John W. Phares was ten years old when his parents moved to Nebraska, and practically all his life has been spent on the open plains of the West. He began his education in the public schools of West Virginia, attended school in Nebraska, including the Plattsmouth High School, and completed a business course in the Lincoln Business College at Lincoln, Nebraska. Up to the age of twenty-three his home was with his father on the farm. Following that he farmed in Gosper County for himself, and in May, 1892, homesteaded a quarter section in Wallace County, Kansas. He proved up a claim and lived on it until 1896, when he removed to Trego County and combined farming with teaching in the rural schools until 1900. In the fall of 1899 Mr. Phares was elected county clerk of Trego County, and since 1900 has had his home at Wakeeney, the county seat. He was twice re-elected to the office, and held it altogether seven years. Since January, 1907, he has been engaged in the real estate business, and has the knowledge, experience and business integrity which gives him a wide command over all business of that nature in Trego County. He personally owns 1,000 acres of farm land in the county, and is also president of the Lossville Electric Company at Lossville, Kansas. Mr. Phares is a democrat and is affiliated with the Wakeeney Camp of Modern Woodmen of America.

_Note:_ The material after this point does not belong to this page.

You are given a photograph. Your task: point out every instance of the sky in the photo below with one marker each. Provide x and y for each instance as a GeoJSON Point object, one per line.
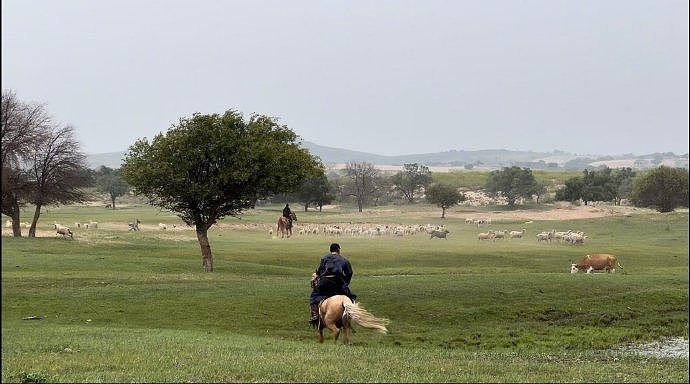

In April, 1900, in Lincoln, Nebraska, he married Miss Mary Knudson, daughter of Mr. and Mrs. Newt Knudson, both now deceased. Her father was a farmer. Mr. and Ms. Phares have three children: Mildred, born April 16, 1901, now a senior in the Trego County High School; Clifford W., born November 22, 1902, a sophomore in the County High School; and Ward W. born February 11, 1906, a student in the Wakeeney grammar schools.